I gathered my implements of art/torture, and Ms. Rivers instructed:

Take a minute and appreciate the book you're about to totally destroy. Go on, feel a little guilty. Remind yourself that true art is ephemeral and move on.”

Appreciate, check.
Remind, check.
Guilt, check. Guilt because I hadn't done this before reading the book.



The outside.

This first photo was taken after the job was complete. My wish for a correlation between physical mass and literary quality took a step toward fulfillment. It's strange to heft a book that's a third it's expected weight, but still solid and inflexible.



The inside.

See all the great book titles on the left page? See the cool title page design on the right? That's the place to stop reading this book.

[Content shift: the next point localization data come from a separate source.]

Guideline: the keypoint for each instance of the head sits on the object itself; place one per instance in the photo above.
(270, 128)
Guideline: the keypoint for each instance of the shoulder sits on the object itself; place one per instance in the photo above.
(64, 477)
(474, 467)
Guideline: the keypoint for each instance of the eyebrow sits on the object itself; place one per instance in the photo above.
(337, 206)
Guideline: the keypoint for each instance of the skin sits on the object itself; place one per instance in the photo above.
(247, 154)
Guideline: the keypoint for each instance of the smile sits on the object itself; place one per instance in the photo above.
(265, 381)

Along the bottom edge, a gap is visible a few pages down. That's where the loose preface pages end and the bibliocrypt begins. Wanna see it?



Ah. That's better!

Heather's instructions at this stage of fabrication:

Apply an unholy amount of glue to the inside of the book, and to the ½" border of the first page. Really, go nuts! If it doesn't look like a six year old was responsible when you're done, you screwed up.”

The clean lines of the excised portions were very pleasing to me, especially compared with my previous attempts as a kid. Some waviness is seen at the interior north wall and the bottom of the right page. My glue mixture was too thin.

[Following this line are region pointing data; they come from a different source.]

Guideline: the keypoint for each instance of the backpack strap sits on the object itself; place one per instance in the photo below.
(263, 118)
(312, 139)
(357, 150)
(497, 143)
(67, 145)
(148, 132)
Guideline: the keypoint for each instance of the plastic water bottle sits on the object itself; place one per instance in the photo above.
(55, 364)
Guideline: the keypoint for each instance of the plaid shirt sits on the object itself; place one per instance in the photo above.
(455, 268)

Don't think for a moment the synergistic irony of making this book useful, my editing of it, and the title were unnoticed or un-relished.


The only advice I'd add to Heather's is this: Don't use a scalpel with a plastic handle. They aren't designed to take the necessary force. My project almost got gory, and blood-spattered books don't blend well in most bookshelves.

The parting words of Ms. Rivers:

This excessively photographic guide to hollowing out a book is brought to you by Heather Rivers, who begs forgiveness for her sins against bookdom and would offer to the appalled that her book-lovin' karma is still in great shape after having spent two years of college working in a rare book preservation lab preserving priceless treasures that they might continue to be celebrated by book fetishists like you for many years to come.”

Thank Heather by visiting her site. http://rive.rs/projects/how-to-hollow-out-a-book

Tell her Derick sent you. She'll have no idea who you're talking about.